Pengumuman pencabutan status khusus dilakukan tidak lama setelah ribuan pasukan tambahan dikirim ke Jammu dan Kashmir. Beberapa tokoh setempat dikenai tahanan rumah, sementara para wisatawan diperintahkan untuk meninggalkan wilayah itu.
Pakistan yang juga mengklaim wilayah Kashmir mengecam pencabutan status khusus di sebagian wilayah Kashmir tersebut dan menyebutnya sebagai tindakan ilegal dan negara itu akan "menempuh segala opsi yang mungkin" sebagai tanggapannya.
"India melakukan tindakan yang berbahaya yang akan berdampak serius terhadap perdamaian dan stabilitas regional," kata Menteri Luar Negeri Pakistan, Shah Mehmood Qureshi.

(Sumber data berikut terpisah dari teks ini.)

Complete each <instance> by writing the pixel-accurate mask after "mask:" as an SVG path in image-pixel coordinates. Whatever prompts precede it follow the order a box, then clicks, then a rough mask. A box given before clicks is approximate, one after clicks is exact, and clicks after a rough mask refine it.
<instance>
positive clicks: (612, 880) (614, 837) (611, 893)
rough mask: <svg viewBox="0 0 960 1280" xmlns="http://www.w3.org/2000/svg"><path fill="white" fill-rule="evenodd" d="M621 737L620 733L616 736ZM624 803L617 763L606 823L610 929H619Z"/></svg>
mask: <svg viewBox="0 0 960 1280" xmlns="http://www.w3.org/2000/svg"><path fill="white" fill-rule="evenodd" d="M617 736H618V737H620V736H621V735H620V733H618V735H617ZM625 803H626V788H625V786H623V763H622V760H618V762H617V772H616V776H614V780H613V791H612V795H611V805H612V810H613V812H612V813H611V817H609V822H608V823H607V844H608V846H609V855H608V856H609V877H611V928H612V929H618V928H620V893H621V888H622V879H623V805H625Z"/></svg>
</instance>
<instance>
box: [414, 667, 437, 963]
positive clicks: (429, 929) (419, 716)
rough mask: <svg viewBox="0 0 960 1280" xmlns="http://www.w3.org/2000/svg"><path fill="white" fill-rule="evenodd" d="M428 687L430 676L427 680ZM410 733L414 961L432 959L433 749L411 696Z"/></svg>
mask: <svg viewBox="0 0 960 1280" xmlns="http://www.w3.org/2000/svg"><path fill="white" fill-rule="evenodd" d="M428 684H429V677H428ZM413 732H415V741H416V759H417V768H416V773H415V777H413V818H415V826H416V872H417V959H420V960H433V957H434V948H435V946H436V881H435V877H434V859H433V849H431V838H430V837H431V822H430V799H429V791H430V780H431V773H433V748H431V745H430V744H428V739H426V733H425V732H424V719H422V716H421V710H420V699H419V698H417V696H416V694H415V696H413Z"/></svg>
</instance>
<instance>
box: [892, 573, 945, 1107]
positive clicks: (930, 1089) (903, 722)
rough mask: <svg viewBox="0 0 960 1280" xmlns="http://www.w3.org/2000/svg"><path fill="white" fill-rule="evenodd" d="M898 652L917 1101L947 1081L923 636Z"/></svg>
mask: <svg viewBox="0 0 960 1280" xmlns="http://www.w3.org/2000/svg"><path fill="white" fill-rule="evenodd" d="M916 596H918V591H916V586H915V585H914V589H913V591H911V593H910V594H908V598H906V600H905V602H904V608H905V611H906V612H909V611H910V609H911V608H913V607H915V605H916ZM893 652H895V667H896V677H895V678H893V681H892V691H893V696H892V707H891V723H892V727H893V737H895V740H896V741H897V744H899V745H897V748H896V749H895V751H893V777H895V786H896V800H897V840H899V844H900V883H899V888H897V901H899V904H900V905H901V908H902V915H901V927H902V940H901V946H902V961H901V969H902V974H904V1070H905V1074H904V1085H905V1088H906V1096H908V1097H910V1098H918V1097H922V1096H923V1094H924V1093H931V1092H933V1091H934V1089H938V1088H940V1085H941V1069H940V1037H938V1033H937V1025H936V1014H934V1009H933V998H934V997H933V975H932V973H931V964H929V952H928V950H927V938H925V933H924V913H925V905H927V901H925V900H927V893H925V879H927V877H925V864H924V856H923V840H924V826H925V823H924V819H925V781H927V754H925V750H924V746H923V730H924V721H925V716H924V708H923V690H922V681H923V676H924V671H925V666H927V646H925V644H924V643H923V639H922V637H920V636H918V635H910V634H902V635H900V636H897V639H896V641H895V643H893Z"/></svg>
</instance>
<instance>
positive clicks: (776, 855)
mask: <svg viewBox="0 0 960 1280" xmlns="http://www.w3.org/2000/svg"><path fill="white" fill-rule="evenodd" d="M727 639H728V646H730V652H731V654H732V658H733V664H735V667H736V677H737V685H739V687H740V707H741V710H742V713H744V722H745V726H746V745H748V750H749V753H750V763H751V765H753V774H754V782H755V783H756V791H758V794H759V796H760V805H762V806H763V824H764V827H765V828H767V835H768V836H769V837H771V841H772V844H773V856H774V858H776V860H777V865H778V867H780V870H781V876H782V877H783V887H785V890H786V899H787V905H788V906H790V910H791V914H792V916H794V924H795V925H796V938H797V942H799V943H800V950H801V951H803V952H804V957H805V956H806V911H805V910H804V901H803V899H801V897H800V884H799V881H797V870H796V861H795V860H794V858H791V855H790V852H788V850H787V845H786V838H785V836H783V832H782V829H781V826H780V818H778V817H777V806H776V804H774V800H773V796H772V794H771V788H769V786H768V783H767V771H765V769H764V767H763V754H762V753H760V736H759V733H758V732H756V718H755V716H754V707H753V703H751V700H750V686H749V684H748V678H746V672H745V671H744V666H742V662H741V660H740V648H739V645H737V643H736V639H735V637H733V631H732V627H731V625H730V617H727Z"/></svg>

Sementara itu berbagai kelompok, termasuk organisasi mahasiswa dan kemasyarakatan di Pakistan, langsung menggelar protes di sejumlah kota, antara lain di Lahore.
Pemerintah Pakistan dalam hal ini telah melobi Indonesia, China, dan Polandia untuk mengecam India soal keputusannya mencabut status daerah istimewa Kashmir. Pakistan ingin ketiga negara itu menekan India di Dewan Keamanan Perserikatan Bangsa-Bangsa (PBB).
Menteri Luar Negeri Pakistan, Shah Mahmood Qureshi, mengatakan dia berencana mendekati Indonesia dan Polandia yang kini menjadi anggota tidak tetap DK PBB untuk mendukung Islamabad membawa isu Kashmir ke dewan tersebut.
Selain Indonesia dan Polandia, Qureshi menuturkan Pakistan juga membutuhkan bantuan China sebagai anggota tetap DK PBB terkait hal ini.
"Saya telah bertukar pikiran dengan China bahwa pemerintah Pakistan akan membawa isu ini ke DK PBB. Kami akan membutuhkan bantuan China di sana," papar Qureshi seperti dikutip Reuters, Selasa, 13 Agustus 2019.
Mengapa harus China? Menang China sekarang ini adalah pendukung kuat India, sementara Pakistan didukung kuat oleh Amerika Serikat. Kunjungan Perdana Menteri Pakistan baru-baru ini ke Amerika Serikat (AS) menemui Presiden AS Donald Trump menunjukkan hubungan persahabatan yang erat antara kedua negara.
Ketika itu Amerika dan Pakistan sama-sama ingin mencari cara untuk mengakhiri perang di Afghanistan, kata Presiden Trump hari Senin, 22 Juli 2019 di Oval Office, Gedung Putih, dengan Perdana Menteri Pakistan Imran Khan di sampingnya.
"Kami sedang berusaha bersama Pakistan dan negara lain mencapai persetujuan yang ditandatangani" dengan Taliban sementara Amerika 'dengan amat perlahan dan sangat aman' mengurangi jumlah pasukannya di Afghanistan," kata Presiden Trump tatkala untuk pertama kali menerima Perdana Menteri Imran Khan di Gedung Putih.